James Duggan inside his inflatable zorbing ball.
James Duggan inside his inflatable zorbing ball.

Despite a successful few years, Duggan says the business has been hit doubly hard by rising insurance premiums and the pandemic.

He added: “It was great up until this year really.We had a lot of hen parties, stags, birthdays and school trips. It’s all outdoors.

“People are generally celebrating something when they come to us so it’s always a good time, but this year has been incredibly hard.

“When I opened up first in 2011 my insurance was €1,800. Then I started adding activities. Suddenly we were paying €4,000 and €5,000.

“After Brexit, it went to €9,000. Then the company that insured us, Lloyds of London, pulled out of the market. They said that for every €100 they took in for an outdoor activity centre in Ireland, they would pay out €120. It wasn’t sustainable.

“I’ve learned the hard way that having people sign waivers doesn’t stop them trying to sue you. I’ve also learned about ‘nuisance pay’. That’s where the insurance company pays a settlement to someone because going to court would cost them more.”

Duggan says business owners like him are in a particularly vulnerable position.

“I am looking at €14,500 for insurance next year. We are extremely safe and have never had an incident but I plan on reducing the activities we offer so that that figure goes down. I can’t justify paying it.

“A friend of mine owns a similar business and she pays €20,000. You just pay it or you fold.

“When you are after investing so much time and effort into something, you kind of don’t know when to stop. Sometimes you have to call it.

“It’s a shame because there is a massive industry here and it’s all outdoors. It’s all good, clean fun.”

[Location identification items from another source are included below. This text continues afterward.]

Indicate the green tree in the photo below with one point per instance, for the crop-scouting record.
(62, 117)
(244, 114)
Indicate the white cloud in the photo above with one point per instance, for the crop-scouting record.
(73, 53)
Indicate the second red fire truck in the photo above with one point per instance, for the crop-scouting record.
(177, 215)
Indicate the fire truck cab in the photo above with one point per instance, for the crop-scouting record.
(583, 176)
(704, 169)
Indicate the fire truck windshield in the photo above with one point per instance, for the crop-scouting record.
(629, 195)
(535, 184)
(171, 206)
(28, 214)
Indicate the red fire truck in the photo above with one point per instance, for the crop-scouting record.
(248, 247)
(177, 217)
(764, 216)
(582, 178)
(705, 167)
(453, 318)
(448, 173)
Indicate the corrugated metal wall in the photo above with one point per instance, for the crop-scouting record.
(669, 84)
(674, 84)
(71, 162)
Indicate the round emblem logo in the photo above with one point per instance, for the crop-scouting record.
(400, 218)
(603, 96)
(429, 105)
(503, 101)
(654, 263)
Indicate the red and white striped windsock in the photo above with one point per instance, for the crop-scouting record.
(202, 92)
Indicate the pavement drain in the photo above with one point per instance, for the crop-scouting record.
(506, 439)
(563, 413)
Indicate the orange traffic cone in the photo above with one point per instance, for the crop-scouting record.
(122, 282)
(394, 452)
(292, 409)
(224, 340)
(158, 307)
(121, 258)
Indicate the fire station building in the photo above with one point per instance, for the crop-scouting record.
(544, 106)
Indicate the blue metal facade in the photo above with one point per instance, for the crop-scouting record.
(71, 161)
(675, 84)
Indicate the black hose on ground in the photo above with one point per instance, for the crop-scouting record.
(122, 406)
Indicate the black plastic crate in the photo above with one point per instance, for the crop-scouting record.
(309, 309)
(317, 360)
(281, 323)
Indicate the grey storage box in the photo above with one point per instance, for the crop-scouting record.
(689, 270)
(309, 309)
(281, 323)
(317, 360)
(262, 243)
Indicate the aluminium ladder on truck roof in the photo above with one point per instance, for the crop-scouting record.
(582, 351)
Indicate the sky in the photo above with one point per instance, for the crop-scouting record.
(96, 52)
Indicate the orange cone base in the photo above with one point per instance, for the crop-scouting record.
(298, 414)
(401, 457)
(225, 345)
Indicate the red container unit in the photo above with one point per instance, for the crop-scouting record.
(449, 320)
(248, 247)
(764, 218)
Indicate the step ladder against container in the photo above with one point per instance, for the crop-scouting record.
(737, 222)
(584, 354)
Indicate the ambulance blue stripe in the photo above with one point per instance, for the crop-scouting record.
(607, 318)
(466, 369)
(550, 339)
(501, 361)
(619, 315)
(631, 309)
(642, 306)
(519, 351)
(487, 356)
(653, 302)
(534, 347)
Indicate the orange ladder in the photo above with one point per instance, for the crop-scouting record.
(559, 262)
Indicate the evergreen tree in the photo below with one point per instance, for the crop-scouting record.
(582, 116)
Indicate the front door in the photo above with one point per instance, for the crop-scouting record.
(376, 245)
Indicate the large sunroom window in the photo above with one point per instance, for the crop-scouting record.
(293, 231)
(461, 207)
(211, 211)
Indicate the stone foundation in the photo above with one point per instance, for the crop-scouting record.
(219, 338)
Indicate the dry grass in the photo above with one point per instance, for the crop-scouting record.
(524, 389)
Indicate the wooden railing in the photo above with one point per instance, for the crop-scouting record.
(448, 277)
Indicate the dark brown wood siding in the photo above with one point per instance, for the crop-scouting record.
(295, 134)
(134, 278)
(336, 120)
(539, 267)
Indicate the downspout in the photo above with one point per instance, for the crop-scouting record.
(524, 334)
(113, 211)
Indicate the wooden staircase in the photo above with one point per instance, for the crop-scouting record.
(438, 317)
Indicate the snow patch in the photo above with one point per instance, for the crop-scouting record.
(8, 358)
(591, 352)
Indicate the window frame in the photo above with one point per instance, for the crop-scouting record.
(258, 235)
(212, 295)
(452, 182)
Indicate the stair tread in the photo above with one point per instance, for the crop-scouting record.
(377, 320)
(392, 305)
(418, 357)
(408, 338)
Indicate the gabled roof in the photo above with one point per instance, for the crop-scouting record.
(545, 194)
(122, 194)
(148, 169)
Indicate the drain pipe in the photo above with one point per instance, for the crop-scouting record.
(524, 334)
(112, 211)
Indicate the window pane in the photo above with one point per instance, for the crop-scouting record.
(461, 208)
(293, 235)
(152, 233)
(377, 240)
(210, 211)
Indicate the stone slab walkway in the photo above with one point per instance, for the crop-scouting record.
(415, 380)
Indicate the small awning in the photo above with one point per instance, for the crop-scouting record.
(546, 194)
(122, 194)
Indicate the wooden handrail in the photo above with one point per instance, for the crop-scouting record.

The Guinness Book of Records 2021.
The Guinness Book of Records 2021.

The adventure centre has been closed since March because of the coronavirus restrictions, except for a few weeks over the summer.

Duggan says: “We plan to re-open in March, please god. It’s been hard but it’s been hard for a lot of people. The lockdown was a novelty at first but I miss the customers, talking and interacting with them.

“My wife Laura is fantastic. She works for Dell from home at the moment but when we are open she helps at the weekends and does the booking. Our son Killian is going on four next March. I already have him into the zorbing!”

Duggan says: “Breaking the Guinness World Record was an amazing experience. There is a list of conditions that you have to abide by for the record. The course has to be mapped out in detail beforehand to ensure it meets the criteria for the record attempt.

“The terrain isn’t allowed to drop more than 10 inches over the 100 metre duration and, even on the day, if the winds were an extra seven kilometres an hour we wouldn’t have been able to do it. But we did it and it was great.”